I missed where Barry said that so I stand corrected. I must say I'm surprised based on how Barry worded that.
 
Hi DaveyF,

Barry, that's an interesting observation. Are you saying that IF as an example, we download the "supposed" better sounding German pressing of Zep to a hard drive and then download the "supposed" worse sounding US pressing to the same hard drive, that the sound of these pressings will now be indistinguishable when played back from the drive?:confused:

If that is the case, i wonder if the downloaded file(s) is/are now the lowest denominator and therefore the transfer (Lossless in your example) has equalized the German copy to sound worse, but now equal to the US copy.:( OR are you saying that somehow, the US copy has been improved (again by Lossless) to sound as good as the German copy:confused::confused:

Sorry if I wasn't clear.
What I'm saying is, assuming that German pressing and US pressing were sourced from the same mastering, in my experience, when played in a transport or player, they will not sound indistinguishable from each other and neither will sound indistinguishable from the master.

I am *not* suggesting jitter or errors are the reason for what I hear and in fact suspect multiple reasons, including some as yet un-named and unquantified parameter(s). I am *not* saying the data are different because they are in fact, the same. (But we don't listen to data and what is on the disc is not the raw data itself but the data further encoded, via 8:14 modulation. The data must be *recovered* from the disc before we can convert it to analog and listen to it.)

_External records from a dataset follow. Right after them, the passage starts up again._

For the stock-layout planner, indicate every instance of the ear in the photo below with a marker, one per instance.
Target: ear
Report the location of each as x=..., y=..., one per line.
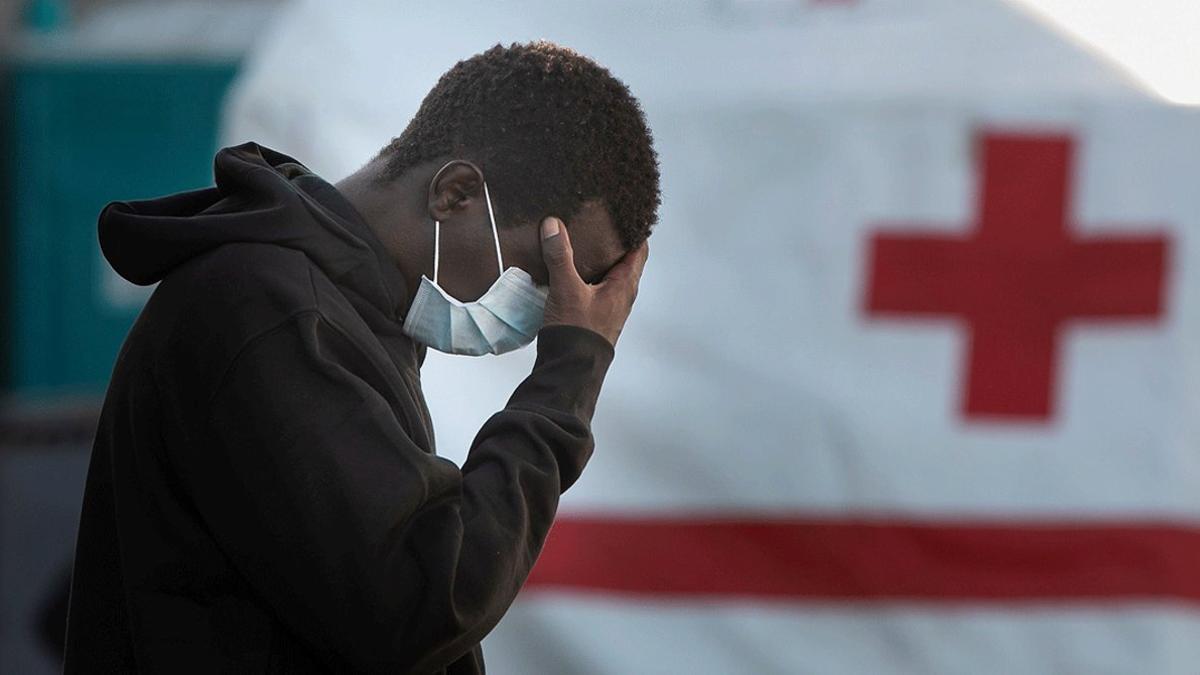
x=453, y=187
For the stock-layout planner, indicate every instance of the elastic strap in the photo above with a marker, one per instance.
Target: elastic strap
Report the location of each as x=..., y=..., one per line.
x=437, y=240
x=496, y=236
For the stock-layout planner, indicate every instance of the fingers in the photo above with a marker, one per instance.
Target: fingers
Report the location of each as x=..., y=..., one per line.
x=557, y=252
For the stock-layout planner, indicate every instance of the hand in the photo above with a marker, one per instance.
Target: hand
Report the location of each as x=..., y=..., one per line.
x=603, y=306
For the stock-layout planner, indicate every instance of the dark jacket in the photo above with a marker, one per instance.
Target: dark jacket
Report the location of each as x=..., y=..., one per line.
x=263, y=494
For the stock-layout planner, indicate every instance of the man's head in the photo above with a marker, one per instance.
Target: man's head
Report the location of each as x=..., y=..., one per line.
x=551, y=132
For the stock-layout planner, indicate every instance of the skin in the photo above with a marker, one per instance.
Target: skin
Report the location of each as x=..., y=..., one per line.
x=592, y=279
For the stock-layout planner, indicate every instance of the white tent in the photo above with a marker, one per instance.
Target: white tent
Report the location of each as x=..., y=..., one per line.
x=849, y=483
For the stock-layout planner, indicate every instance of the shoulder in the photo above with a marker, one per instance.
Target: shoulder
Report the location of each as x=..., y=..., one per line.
x=208, y=309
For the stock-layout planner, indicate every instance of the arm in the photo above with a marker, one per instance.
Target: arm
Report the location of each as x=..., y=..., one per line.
x=381, y=555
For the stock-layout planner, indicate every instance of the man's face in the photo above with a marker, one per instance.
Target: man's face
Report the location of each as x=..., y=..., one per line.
x=593, y=238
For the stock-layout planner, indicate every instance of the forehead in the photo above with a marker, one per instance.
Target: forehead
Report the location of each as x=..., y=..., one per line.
x=594, y=240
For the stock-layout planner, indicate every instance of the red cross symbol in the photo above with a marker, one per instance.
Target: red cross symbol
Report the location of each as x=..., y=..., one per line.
x=1018, y=278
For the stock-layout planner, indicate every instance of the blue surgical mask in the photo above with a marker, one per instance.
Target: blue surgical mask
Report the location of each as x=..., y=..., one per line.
x=505, y=317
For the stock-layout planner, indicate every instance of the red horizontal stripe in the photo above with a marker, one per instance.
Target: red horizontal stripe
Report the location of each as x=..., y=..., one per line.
x=845, y=560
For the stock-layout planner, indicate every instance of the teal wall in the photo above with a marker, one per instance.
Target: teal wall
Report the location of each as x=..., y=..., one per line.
x=82, y=135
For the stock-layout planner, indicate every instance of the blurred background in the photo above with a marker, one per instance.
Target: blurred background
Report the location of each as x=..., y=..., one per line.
x=913, y=381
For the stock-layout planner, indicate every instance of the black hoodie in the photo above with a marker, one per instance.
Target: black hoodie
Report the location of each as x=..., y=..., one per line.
x=263, y=494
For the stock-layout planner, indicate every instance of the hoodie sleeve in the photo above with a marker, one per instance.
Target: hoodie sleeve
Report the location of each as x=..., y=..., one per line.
x=383, y=556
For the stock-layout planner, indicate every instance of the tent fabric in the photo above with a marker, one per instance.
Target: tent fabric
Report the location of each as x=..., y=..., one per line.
x=911, y=382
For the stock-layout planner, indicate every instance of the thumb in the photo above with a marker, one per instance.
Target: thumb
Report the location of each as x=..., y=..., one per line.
x=557, y=252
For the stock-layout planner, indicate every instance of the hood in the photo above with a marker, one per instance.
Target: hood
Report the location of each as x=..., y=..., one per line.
x=261, y=196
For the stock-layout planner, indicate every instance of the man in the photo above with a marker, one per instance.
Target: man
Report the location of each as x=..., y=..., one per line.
x=263, y=494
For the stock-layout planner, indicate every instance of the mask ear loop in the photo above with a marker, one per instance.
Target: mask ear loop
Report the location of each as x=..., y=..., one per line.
x=437, y=239
x=496, y=234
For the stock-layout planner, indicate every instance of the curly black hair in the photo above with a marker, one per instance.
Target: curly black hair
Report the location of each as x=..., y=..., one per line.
x=550, y=129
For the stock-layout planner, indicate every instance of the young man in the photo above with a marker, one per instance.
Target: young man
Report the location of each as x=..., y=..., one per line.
x=264, y=494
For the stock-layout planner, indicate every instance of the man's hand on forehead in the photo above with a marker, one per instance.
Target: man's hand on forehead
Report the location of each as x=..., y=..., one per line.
x=603, y=306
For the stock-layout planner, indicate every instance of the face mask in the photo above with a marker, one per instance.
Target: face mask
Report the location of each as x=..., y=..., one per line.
x=505, y=317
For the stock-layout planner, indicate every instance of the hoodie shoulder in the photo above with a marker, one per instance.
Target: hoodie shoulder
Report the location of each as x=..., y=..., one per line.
x=207, y=309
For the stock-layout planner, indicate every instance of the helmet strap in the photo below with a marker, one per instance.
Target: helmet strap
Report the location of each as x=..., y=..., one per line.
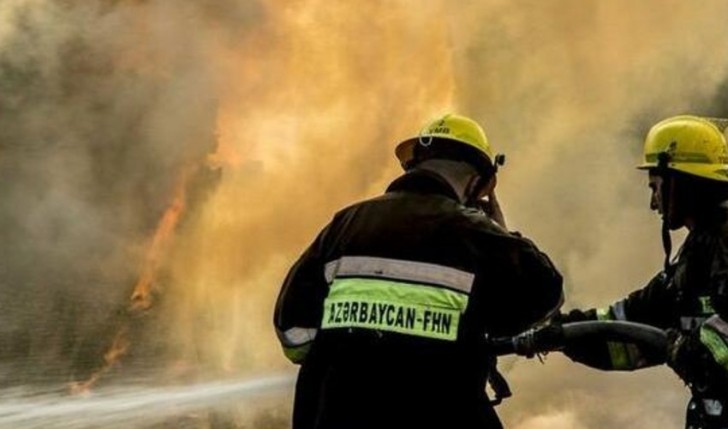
x=473, y=191
x=665, y=199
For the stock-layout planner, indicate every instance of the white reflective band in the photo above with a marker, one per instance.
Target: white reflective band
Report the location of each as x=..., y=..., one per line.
x=297, y=336
x=396, y=269
x=618, y=310
x=690, y=323
x=718, y=324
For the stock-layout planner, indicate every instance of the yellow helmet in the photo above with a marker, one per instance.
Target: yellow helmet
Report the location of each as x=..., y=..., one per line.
x=693, y=145
x=451, y=127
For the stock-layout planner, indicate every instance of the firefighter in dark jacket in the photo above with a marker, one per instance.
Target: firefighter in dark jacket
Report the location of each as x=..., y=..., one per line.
x=388, y=309
x=687, y=161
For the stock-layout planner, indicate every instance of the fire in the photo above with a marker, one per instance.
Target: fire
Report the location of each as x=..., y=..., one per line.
x=142, y=295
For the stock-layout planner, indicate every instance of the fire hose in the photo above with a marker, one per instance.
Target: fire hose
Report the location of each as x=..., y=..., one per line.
x=554, y=337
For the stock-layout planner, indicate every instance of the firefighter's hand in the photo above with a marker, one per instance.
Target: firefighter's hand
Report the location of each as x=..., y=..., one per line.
x=491, y=207
x=682, y=351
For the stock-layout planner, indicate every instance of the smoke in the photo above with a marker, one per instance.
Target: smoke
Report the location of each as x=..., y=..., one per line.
x=286, y=111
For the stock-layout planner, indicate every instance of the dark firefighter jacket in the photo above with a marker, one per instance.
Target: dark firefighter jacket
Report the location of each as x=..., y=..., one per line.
x=387, y=310
x=679, y=300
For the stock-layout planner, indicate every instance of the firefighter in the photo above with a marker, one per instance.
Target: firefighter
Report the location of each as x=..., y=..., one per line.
x=388, y=309
x=686, y=158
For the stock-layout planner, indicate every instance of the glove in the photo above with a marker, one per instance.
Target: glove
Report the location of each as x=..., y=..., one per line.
x=539, y=340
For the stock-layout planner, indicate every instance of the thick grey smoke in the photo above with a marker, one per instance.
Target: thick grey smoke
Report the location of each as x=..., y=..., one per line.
x=101, y=106
x=105, y=105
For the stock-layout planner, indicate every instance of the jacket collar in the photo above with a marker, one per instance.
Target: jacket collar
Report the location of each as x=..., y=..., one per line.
x=422, y=181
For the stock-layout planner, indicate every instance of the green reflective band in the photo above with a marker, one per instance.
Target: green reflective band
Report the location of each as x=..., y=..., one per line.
x=604, y=314
x=297, y=354
x=706, y=306
x=622, y=356
x=694, y=157
x=716, y=344
x=412, y=309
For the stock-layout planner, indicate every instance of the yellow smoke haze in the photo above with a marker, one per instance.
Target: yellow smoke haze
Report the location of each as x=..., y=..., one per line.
x=297, y=106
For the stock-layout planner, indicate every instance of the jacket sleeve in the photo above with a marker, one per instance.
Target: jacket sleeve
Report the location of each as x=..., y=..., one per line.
x=534, y=292
x=700, y=357
x=651, y=305
x=299, y=306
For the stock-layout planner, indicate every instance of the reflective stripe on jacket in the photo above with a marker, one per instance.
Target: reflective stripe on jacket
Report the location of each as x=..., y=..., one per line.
x=392, y=301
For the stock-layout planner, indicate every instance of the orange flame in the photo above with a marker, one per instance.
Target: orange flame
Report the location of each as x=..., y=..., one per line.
x=141, y=297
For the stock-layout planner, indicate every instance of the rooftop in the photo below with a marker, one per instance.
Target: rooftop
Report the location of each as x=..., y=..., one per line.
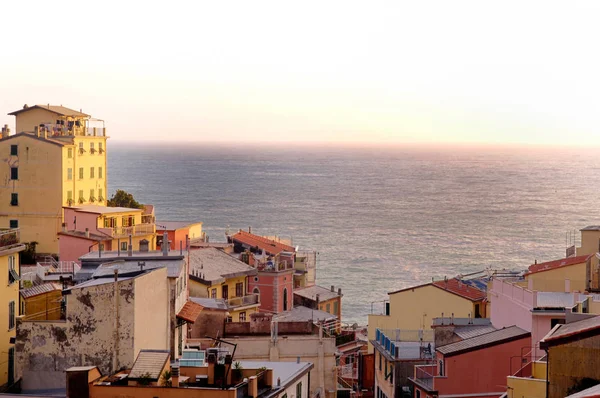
x=215, y=265
x=58, y=109
x=268, y=245
x=312, y=291
x=571, y=330
x=40, y=289
x=496, y=337
x=96, y=209
x=550, y=265
x=303, y=314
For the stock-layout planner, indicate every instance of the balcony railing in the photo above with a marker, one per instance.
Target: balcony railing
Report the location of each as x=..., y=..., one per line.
x=243, y=301
x=9, y=237
x=136, y=230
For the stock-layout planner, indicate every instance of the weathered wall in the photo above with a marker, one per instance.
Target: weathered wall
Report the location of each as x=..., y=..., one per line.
x=571, y=362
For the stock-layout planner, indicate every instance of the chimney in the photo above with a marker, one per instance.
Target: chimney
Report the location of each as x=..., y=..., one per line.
x=165, y=244
x=175, y=376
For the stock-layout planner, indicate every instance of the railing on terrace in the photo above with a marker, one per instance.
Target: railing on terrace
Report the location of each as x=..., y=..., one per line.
x=9, y=237
x=424, y=375
x=243, y=300
x=121, y=232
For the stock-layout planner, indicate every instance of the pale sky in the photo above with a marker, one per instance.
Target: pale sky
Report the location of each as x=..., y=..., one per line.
x=261, y=71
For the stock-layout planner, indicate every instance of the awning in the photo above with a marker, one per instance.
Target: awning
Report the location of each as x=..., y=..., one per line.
x=189, y=312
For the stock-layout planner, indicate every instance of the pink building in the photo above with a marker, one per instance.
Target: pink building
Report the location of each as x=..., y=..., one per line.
x=535, y=312
x=474, y=367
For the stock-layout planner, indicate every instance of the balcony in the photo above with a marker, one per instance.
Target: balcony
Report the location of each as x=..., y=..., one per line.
x=136, y=230
x=9, y=237
x=243, y=301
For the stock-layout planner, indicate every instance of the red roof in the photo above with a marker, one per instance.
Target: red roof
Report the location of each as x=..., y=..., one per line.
x=563, y=262
x=460, y=289
x=269, y=246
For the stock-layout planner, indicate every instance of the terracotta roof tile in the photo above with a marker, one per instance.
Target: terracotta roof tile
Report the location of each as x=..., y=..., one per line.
x=459, y=288
x=563, y=262
x=270, y=246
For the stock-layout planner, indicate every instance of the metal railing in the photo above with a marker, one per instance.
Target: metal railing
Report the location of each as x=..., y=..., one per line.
x=9, y=237
x=243, y=300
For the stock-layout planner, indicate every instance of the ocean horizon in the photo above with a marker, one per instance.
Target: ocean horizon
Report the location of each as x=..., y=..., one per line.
x=381, y=217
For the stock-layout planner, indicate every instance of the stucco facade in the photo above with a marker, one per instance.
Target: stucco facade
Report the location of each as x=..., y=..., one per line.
x=106, y=325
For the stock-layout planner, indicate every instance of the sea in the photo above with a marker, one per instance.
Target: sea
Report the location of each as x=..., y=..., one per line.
x=381, y=218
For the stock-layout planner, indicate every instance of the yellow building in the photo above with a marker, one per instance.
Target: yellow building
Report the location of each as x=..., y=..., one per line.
x=564, y=275
x=56, y=158
x=415, y=307
x=216, y=275
x=10, y=247
x=105, y=228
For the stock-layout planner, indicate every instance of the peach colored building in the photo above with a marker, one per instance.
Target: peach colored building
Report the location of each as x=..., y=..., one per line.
x=475, y=367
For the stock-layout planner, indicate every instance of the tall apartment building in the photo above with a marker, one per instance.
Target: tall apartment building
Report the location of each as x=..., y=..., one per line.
x=56, y=158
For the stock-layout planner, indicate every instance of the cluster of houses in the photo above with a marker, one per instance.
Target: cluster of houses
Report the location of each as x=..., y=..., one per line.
x=118, y=303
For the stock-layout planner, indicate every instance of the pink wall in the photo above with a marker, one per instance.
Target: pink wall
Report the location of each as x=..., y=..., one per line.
x=480, y=371
x=271, y=286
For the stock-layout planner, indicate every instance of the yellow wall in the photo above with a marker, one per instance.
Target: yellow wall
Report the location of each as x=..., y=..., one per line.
x=554, y=280
x=9, y=292
x=414, y=309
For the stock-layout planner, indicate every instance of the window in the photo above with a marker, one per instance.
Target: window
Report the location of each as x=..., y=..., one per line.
x=11, y=315
x=12, y=271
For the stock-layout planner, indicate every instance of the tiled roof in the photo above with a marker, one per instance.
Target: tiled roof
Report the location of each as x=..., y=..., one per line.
x=58, y=109
x=270, y=246
x=149, y=362
x=40, y=289
x=485, y=340
x=190, y=312
x=563, y=262
x=312, y=291
x=459, y=288
x=573, y=329
x=215, y=265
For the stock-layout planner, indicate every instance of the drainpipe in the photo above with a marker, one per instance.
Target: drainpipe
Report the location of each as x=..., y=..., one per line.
x=116, y=293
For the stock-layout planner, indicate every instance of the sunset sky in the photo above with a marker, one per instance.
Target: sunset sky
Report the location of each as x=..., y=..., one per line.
x=402, y=71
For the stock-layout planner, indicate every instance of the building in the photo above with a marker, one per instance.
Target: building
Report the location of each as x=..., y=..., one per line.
x=101, y=228
x=573, y=355
x=179, y=231
x=323, y=299
x=10, y=246
x=415, y=307
x=218, y=276
x=56, y=158
x=564, y=275
x=153, y=375
x=105, y=325
x=474, y=367
x=42, y=302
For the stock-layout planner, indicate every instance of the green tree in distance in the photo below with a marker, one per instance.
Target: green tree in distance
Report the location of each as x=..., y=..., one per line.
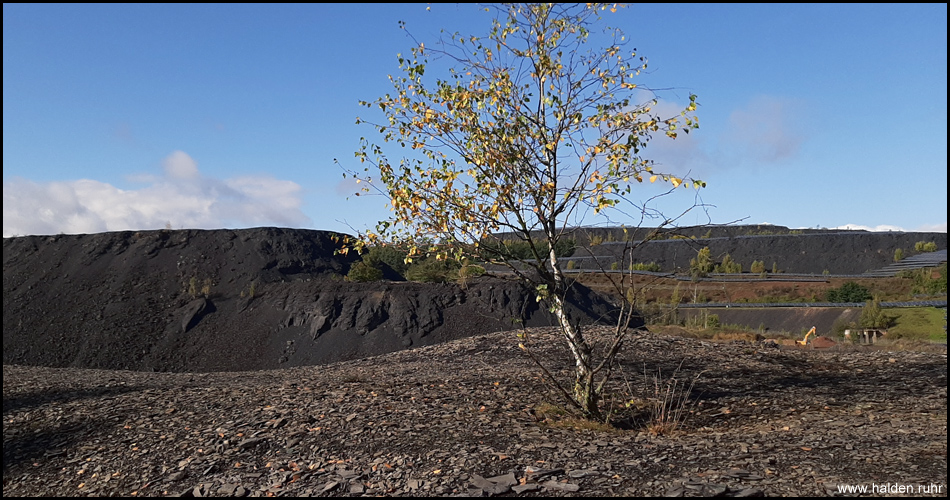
x=528, y=131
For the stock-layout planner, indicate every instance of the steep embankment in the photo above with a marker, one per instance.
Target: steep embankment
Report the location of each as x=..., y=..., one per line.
x=194, y=300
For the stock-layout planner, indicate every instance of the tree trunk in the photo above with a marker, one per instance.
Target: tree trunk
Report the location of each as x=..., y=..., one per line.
x=584, y=392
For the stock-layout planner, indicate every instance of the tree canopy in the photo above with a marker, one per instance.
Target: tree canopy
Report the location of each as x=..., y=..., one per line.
x=530, y=129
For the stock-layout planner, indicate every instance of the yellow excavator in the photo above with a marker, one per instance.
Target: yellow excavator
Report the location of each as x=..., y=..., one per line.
x=804, y=341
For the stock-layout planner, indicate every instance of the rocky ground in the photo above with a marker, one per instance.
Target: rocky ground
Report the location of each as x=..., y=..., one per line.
x=467, y=417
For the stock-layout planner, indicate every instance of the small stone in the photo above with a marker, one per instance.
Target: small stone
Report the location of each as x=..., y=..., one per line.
x=524, y=488
x=555, y=485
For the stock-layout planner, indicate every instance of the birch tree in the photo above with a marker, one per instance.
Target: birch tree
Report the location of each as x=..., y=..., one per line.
x=529, y=130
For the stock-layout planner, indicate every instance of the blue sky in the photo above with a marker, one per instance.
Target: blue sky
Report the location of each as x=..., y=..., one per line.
x=123, y=117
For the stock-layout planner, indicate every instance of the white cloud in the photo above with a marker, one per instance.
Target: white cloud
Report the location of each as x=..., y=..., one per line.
x=766, y=130
x=179, y=165
x=182, y=197
x=932, y=228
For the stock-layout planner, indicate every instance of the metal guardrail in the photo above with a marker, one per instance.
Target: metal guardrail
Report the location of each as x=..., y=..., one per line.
x=723, y=305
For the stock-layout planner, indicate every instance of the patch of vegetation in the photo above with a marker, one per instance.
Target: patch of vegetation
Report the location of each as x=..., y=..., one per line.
x=728, y=266
x=432, y=270
x=918, y=323
x=702, y=265
x=925, y=246
x=873, y=316
x=644, y=266
x=364, y=271
x=927, y=281
x=521, y=250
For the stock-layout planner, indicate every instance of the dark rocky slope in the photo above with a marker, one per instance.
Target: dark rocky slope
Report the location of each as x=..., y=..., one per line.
x=222, y=300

None of this has anything to do with "Lossless" if by the term you are referring to formats like Flac. (I'm not a fan of this type of format.)

What I'm saying is that in my experience, when both discs are properly (important) extracted to a computer (in a raw PCM format, such as .aif or .wav), they *will* then be indistinguishable from each other. This, *not* because either has been degraded but on the contrary, because *both* will now sound indistinguishable from the master. In other words, the flaws of real time disc playback via a transport or player will have been removed.

So mep, what I'm saying is not at all a "put-down of hard drive playback". It is the opposite! I'm saying hard drive (or computer) playback is the *only* way I know of to hear the CD master itself.

Best regards,
Barry
www.soundkeeperrecordings.com
www.barrydiamentaudio.com
 
Got it Barry. Thanks for the clarification. I will say it again, you were right Tim. I missed Barry's earlier comment.